It was a regular day for Cecil Rogers until he received a phone call from his grandson. His grandson said he was in jail, after causing a bad car accident and needed some money transferred for bail. He begged his grandpa not to tell anyone because he didn't want anyone to know or be worried about what happened.
After hearing this, Rogers withdrew $2,300 and headed to his local Walmart to send over a money order. But when he got to Walmart, he was refused service.
Audrella Taylor, the clerk who was working that day asked Rogers why he was sending so much money. Rogers at first was hesitant to tell her, but as Taylor continued to refuse to help him, he told her why he needed to send the money.
Taylor could not believe a grandson would call his grandpa asking for money without letting him tell anyone why he supposedly needed the cash. "I'm not going to let you send that money because I think you're being scammed," she told him.
Rogers contacted his daughter and found out it was indeed a scam. Thanks to Taylor's quick thinking, the Rogers family didn't lose any money to scammers.
Sadly, the grandparent scam that Rogers experienced is rather common. Seniors want to help their grandchildren and don't often think through what the scammer is asking because they are so worried about their family member.
Remind your parents or grandparents that legitimate organizations and people who are asking for money will never call and say they've lost your information. There are systems in place for authentic organizations to keep all the information secure. There isn't ever a need to ask for information over the phone.
If a loved one has been scammed, it's confusing and upsetting. But instead of punishing the victim for making a mistake, focus on being understanding. Let them know you are on their side and want to get to the bottom of the situation so they don't lose any (more) money.
AARP suggests to try some reverse psychology, "If you become aware that an aged parent is playing a sweepstakes or making a 'double your money' investment, ask how you can do the same. Psychologists say this tactic sometimes prompts a warning — your parent doesn't want you to lose money, too. That's your cue to ask, 'Then why do you do it?' This could start a conversation that helps the parent come to terms with the scam."
If they do choose to tell you how to "double your money" you now have an opportunity to get the details of what they are doing. This can help you end the scam and maybe even track the scammers.

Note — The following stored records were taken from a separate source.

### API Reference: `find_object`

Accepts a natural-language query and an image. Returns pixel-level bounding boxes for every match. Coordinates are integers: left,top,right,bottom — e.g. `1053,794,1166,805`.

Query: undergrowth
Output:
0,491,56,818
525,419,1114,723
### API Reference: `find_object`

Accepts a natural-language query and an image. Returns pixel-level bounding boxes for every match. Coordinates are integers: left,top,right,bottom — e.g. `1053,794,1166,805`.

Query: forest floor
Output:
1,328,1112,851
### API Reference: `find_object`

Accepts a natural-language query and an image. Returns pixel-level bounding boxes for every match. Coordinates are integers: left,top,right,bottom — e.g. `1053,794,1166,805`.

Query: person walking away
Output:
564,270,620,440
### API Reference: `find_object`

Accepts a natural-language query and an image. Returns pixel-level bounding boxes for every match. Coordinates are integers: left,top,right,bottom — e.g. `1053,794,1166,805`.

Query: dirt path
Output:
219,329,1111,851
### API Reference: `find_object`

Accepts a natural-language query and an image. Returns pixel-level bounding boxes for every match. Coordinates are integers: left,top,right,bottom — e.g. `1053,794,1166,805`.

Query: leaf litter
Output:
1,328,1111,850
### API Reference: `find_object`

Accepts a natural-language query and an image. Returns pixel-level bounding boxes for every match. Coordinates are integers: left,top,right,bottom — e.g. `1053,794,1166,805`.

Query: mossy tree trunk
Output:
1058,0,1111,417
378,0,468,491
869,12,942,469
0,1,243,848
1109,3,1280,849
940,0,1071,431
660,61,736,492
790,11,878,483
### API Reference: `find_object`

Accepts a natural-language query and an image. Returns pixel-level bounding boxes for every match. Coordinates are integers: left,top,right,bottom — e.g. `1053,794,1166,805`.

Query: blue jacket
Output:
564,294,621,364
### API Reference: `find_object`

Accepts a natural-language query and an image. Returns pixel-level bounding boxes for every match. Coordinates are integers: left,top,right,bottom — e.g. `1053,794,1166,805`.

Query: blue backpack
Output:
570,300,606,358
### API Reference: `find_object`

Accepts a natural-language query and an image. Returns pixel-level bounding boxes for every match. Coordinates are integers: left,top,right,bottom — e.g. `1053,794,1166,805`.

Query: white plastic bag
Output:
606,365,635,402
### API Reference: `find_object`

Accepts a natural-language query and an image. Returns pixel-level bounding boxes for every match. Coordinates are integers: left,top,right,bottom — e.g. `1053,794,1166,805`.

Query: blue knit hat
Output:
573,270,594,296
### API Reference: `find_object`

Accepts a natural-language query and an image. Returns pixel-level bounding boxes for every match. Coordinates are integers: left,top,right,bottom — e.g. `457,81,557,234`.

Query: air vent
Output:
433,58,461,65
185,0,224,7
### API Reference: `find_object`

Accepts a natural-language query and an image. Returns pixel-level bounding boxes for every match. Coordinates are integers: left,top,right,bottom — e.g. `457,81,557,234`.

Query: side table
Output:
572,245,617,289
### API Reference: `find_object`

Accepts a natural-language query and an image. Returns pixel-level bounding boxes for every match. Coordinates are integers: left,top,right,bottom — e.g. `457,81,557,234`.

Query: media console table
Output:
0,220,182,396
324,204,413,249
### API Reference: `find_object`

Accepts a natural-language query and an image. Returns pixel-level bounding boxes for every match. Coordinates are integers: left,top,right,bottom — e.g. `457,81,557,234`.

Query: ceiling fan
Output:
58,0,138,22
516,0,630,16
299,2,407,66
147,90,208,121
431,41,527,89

Have them talk to the police — discussing other people who have been hurt or could be hurt by these same people could help motivate your loved ones to help others.
There are other things you can do to help senior citizens not be scammed. Help your loved ones unsubscribe from scamming lists and have them not answer calls they don't recognize.
For an additional layer of security, stores are training their employees to look for situations like this and help seniors to not be scammed ... but sometimes that's not enough. Be sure to talk to your grandparents about this and let them know what a scam looks like.